To better understand the molecular basis of chronic obstructive pulmonary disease (COPD), we used serial analysis of gene expression (SAGE) and microarray analysis to compare the gene expression patterns of lung tissues from COPD and control smokers. A total of 59,343 tags corresponding to 26,502 transcripts were sequenced in SAGE analyses. A total of 327 genes were differentially expressed (1.5-fold up- or down-regulated). Microarray analysis using the same RNA source detected 261 transcripts that were differentially expressed to a significant degree between GOLD-2 and GOLD-0 smokers. We confirmed the altered expression of a select number of genes by using real-time quantitative RT-PCR. These genes encode for transcription factors (EGR1 and FOS), growth factors or related proteins (CTGF, CYR61, CX3CL1, TGFB1, and PDGFRA), and extracellular matrix protein (COL1A1). Immunofluorescence studies on the same lung specimens localized the expression of Egr-1, CTGF, and Cyr61 to alveolar epithelial cells, airway epithelial cells, and stromal and inflammatory cells of GOLD-2 smokers. Cigarette smoke extract induced Egr-1 protein expression and increased Egr-1 DNA-binding activity in human lung fibroblast cells. Cytomix (tumor necrosis factor α, IL-1β, and IFN-γ) treatment showed that the activity of matrix metalloproteinase-2 (MMP-2) was increased in lung fibroblasts from EGR1 control (+/+) mice but not detected in that of EGR1 null (-/-) mice, whereas MMP-9 was regulated by EGR1 in a reverse manner. Our study represents the first comprehensive analysis of gene expression on GOLD-2 versus GOLD-0 smokers and reveals previously unreported candidate genes that may serve as potential molecular targets in COPD.

Footnotes

↵ †† To whom correspondence should be addressed at: University of Pittsburgh, Division of Pulmonary Allergy and Critical Care Medicine, Montefiore University Hospital 628 NW, 3459 Fifth Avenue, Pittsburgh, PA 15213. E-mail: choiam{at}upmc.edu.
↵ † W.N. and C.-J.L. contributed equally to this work.

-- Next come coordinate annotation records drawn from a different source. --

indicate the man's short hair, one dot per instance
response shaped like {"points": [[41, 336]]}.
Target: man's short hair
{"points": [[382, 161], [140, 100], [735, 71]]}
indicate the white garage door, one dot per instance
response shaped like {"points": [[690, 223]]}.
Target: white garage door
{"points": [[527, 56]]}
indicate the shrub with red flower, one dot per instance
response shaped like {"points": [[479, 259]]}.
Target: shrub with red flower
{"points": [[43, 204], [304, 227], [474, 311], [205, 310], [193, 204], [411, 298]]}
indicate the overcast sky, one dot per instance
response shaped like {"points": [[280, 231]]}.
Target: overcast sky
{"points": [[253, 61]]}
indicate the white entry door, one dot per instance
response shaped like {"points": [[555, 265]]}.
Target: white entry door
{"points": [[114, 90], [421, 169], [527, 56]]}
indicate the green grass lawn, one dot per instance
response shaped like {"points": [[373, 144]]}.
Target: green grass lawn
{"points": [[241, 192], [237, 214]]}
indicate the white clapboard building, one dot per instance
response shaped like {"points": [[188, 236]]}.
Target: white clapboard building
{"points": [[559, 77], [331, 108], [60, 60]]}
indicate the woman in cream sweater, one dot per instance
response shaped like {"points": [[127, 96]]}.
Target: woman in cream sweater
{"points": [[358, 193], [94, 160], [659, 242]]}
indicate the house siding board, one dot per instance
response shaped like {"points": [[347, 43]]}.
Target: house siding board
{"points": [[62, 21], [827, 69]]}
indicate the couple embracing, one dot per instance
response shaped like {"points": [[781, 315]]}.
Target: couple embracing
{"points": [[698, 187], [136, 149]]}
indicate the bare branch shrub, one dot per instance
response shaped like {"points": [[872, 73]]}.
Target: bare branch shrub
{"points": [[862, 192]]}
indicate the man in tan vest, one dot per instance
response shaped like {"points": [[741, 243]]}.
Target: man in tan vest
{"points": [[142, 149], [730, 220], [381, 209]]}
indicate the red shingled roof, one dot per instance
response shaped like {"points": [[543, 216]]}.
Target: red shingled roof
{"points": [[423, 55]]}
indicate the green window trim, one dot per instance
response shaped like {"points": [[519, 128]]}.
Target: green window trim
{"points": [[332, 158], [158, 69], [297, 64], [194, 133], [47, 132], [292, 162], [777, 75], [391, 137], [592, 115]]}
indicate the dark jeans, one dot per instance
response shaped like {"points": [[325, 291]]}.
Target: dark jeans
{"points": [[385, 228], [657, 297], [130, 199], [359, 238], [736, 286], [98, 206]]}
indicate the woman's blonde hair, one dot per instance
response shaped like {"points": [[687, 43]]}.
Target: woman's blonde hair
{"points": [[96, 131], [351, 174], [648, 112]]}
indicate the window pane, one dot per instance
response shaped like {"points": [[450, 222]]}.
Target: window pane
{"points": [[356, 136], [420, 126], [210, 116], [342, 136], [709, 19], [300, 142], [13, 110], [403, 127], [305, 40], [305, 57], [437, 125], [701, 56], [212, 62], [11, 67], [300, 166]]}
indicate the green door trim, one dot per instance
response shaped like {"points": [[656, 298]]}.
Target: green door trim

Author contributions: A.M.K.C. designed research; W.N., C.-J.L., S.M.A., S.L.O., and S.C.W. performed research; C.A.F.-B., Y.P.D., R.S., S.H., Z.Z., D.J.P., J.M.P., and J.C.H. contributed new reagents/analytic tools; W.N., C.-J.L., N.K., S.H., D.G.P., J.C.H., and A.M.K.C. analyzed data; W.N., C.-J.L., D.G.P., and A.M.K.C. wrote the paper.
This paper was submitted directly (Track II) to the PNAS office.
Abbreviations: COPD, chronic obstructive pulmonary disease; SAGE, serial analysis of gene expression; QRT-PCR, real-time quantitative RT-PCR; CSE, cigarette smoke extract; MMP, matrix metalloproteinase; FEV₁, forced expiratory volume in 1 sec; TNF-α, tumor necrosis factor α; GO, gene ontology.